Она смотрела на меня широко распахнутыми глазами.
Я, как мог, постарался ее утешить и даже спросил, не стоит ли отвести ее куда-нибудь в спокойный уголок, подальше от всех, но она сказала – нет, лучше здесь.
К моему удивлению, чай подали ровно в половине пятого. Полагаю, на самом-то деле ничего удивительного в том не было, но перед лицом случившейся катастрофы приметы обычной жизни казались страннее некуда. Когда все идет кувырком, то, что остается на привычных местах, поневоле выглядит неуместным.
На самом деле чаепитие пошло нам всем на пользу.

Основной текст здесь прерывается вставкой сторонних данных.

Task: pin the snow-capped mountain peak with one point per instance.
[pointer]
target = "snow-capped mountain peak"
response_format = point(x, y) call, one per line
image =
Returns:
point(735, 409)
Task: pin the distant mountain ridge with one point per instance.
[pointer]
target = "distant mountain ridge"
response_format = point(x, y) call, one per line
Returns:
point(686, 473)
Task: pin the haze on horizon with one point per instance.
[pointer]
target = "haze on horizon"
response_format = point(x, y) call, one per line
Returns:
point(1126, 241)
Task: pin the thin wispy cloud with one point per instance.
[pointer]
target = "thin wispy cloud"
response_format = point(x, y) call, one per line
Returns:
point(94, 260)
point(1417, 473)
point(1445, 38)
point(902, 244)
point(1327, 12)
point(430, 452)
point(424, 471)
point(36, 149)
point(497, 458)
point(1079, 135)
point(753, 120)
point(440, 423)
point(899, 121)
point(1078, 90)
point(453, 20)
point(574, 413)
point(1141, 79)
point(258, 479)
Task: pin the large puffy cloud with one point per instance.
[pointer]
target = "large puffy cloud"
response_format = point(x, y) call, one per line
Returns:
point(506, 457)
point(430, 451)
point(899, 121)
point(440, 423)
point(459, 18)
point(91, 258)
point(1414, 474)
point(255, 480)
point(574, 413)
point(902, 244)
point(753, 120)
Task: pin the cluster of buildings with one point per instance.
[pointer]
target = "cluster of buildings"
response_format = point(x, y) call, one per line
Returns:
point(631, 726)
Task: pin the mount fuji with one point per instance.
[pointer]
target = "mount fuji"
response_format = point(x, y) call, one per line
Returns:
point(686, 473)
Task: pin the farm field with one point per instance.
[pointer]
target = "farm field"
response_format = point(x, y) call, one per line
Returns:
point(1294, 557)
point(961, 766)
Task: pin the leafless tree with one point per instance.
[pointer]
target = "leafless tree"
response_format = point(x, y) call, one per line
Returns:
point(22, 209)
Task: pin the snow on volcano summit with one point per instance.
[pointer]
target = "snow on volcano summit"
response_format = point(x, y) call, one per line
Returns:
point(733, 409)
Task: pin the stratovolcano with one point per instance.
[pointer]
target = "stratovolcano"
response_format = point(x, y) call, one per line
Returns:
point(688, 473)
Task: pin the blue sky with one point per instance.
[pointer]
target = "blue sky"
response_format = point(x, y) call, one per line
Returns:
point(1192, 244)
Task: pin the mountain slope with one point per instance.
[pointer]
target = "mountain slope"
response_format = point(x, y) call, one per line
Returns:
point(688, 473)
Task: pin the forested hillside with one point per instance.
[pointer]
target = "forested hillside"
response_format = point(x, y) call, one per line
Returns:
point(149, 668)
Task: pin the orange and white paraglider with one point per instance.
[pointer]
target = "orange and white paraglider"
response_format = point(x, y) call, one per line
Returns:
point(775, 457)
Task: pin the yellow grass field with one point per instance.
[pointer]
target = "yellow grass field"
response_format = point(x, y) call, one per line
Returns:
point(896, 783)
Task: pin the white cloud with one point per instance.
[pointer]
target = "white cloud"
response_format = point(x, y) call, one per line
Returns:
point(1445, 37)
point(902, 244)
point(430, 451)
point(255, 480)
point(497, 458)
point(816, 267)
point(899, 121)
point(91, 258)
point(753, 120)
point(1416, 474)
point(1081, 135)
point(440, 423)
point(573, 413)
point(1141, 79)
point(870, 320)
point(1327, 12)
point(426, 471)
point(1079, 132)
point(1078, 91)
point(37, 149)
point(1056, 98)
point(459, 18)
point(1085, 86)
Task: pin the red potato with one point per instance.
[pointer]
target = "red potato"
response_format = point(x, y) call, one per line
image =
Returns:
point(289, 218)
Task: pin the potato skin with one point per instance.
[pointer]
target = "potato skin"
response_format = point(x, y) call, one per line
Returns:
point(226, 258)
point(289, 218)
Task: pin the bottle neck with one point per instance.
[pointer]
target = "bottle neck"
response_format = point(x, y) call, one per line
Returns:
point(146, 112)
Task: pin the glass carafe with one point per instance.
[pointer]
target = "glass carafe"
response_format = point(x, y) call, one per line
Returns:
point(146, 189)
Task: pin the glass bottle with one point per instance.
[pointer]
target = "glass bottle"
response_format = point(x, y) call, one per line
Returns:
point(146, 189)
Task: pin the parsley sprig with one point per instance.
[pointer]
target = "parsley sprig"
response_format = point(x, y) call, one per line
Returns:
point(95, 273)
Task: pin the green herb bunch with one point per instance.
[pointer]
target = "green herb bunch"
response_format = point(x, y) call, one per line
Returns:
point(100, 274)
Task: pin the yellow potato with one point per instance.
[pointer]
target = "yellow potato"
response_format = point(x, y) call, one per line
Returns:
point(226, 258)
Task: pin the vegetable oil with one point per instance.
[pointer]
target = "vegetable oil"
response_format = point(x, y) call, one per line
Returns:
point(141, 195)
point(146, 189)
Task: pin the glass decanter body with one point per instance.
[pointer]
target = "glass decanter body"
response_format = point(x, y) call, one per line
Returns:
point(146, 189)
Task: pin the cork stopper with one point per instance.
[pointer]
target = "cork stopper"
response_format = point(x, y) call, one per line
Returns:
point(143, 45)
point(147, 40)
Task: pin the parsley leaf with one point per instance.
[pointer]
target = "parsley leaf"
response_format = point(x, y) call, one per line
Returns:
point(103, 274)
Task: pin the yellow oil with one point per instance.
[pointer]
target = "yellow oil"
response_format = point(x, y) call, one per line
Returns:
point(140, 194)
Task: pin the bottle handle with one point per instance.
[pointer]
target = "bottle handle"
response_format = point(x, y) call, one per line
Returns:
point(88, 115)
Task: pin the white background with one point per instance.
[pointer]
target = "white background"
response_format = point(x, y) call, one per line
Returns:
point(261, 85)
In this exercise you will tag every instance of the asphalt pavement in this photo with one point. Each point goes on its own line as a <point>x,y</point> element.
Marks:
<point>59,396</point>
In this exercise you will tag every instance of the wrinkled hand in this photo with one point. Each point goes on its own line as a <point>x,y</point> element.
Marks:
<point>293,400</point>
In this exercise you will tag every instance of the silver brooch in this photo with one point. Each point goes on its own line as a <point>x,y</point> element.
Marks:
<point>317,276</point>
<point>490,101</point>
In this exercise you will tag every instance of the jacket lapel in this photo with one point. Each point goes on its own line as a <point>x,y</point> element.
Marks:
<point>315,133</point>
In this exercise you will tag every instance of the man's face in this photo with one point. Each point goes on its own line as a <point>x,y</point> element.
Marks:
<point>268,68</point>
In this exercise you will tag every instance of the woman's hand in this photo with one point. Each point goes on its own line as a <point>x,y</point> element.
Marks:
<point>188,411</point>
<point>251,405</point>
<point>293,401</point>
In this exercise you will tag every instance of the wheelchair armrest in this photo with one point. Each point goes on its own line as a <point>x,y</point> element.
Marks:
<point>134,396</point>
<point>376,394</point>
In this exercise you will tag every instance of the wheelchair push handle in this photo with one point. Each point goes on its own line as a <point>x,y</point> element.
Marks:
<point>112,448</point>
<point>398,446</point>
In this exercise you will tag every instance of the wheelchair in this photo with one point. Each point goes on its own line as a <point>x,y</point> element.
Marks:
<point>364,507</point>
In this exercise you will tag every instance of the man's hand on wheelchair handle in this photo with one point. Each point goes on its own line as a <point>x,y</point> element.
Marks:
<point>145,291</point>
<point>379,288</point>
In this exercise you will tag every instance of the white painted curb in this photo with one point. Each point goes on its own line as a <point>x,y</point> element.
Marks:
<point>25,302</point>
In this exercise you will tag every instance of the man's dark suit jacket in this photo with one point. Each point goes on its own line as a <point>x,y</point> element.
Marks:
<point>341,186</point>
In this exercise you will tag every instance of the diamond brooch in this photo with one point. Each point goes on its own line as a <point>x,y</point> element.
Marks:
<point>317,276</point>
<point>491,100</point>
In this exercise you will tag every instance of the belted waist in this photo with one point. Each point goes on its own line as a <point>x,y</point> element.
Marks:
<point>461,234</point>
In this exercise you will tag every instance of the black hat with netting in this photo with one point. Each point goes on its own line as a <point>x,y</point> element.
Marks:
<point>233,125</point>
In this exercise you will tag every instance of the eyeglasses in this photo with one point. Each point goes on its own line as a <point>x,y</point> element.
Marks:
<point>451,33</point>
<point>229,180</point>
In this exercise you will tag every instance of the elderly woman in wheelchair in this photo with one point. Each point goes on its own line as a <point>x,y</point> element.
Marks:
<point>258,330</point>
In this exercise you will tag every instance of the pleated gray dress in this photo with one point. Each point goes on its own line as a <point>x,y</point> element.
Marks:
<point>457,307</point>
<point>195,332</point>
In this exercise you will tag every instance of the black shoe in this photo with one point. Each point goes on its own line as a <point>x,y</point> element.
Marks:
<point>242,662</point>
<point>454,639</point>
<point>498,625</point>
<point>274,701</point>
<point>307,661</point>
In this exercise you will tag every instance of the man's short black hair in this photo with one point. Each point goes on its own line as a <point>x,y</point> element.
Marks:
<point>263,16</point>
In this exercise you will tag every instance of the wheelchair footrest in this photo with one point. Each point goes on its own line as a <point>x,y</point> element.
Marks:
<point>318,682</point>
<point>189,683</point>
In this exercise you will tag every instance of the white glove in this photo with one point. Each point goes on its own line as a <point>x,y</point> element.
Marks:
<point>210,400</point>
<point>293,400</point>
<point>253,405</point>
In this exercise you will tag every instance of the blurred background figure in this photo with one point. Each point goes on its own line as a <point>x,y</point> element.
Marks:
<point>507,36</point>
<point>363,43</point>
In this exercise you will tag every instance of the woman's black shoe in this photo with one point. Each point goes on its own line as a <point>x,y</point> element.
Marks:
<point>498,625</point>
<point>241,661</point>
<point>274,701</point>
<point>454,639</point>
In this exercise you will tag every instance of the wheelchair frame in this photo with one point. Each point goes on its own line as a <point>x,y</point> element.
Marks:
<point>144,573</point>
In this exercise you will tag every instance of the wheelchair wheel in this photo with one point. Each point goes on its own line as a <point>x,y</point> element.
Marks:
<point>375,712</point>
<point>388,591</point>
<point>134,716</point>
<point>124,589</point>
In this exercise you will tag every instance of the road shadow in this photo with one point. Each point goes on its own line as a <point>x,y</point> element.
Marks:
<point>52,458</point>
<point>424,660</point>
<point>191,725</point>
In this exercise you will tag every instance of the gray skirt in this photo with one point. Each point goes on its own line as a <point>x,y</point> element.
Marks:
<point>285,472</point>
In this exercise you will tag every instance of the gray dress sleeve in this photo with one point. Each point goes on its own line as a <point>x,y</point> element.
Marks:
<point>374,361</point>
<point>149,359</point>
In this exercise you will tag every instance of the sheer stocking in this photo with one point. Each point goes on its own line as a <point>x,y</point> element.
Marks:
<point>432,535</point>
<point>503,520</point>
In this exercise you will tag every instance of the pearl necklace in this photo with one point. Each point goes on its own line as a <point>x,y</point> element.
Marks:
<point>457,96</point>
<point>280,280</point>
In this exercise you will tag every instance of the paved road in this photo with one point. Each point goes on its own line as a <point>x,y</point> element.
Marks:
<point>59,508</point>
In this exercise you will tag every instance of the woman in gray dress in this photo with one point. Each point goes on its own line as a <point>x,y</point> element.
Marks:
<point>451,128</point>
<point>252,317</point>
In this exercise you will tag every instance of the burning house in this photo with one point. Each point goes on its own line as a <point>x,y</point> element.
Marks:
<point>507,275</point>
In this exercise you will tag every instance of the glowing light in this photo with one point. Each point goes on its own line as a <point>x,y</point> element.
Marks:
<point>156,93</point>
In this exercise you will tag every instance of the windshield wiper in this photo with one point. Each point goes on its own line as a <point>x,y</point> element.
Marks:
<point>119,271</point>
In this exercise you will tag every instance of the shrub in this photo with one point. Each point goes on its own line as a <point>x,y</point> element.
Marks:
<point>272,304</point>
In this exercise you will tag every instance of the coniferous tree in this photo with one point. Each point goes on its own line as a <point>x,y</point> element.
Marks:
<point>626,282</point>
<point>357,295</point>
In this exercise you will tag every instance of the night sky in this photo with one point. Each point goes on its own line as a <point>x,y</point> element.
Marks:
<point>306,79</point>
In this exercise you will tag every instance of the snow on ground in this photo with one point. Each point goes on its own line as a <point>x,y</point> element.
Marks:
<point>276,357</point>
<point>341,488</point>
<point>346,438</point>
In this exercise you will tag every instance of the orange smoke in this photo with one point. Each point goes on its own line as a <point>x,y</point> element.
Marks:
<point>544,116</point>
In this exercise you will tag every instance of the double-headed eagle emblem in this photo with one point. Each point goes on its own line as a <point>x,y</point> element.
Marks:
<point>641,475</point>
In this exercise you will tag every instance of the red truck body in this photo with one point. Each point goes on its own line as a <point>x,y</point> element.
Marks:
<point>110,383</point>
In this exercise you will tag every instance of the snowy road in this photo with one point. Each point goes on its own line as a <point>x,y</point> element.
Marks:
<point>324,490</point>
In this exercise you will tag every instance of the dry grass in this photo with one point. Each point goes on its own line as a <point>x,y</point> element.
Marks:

Этель, разливавшая чай, выглядела совсем как всегда и, что важнее, вела себя как всегда, так что наши расстроенные нервы потихоньку начали возвращаться в обычное состояние. И никого не удивило, когда Джон заглянул в комнату и сообщил, что суперинтендант хотел бы видеть профессора Джонсона в кабинете.
– А почему его первым? – спросил, ни к кому конкретно не обращаясь, де Равель, едва за профессором закрылась дверь.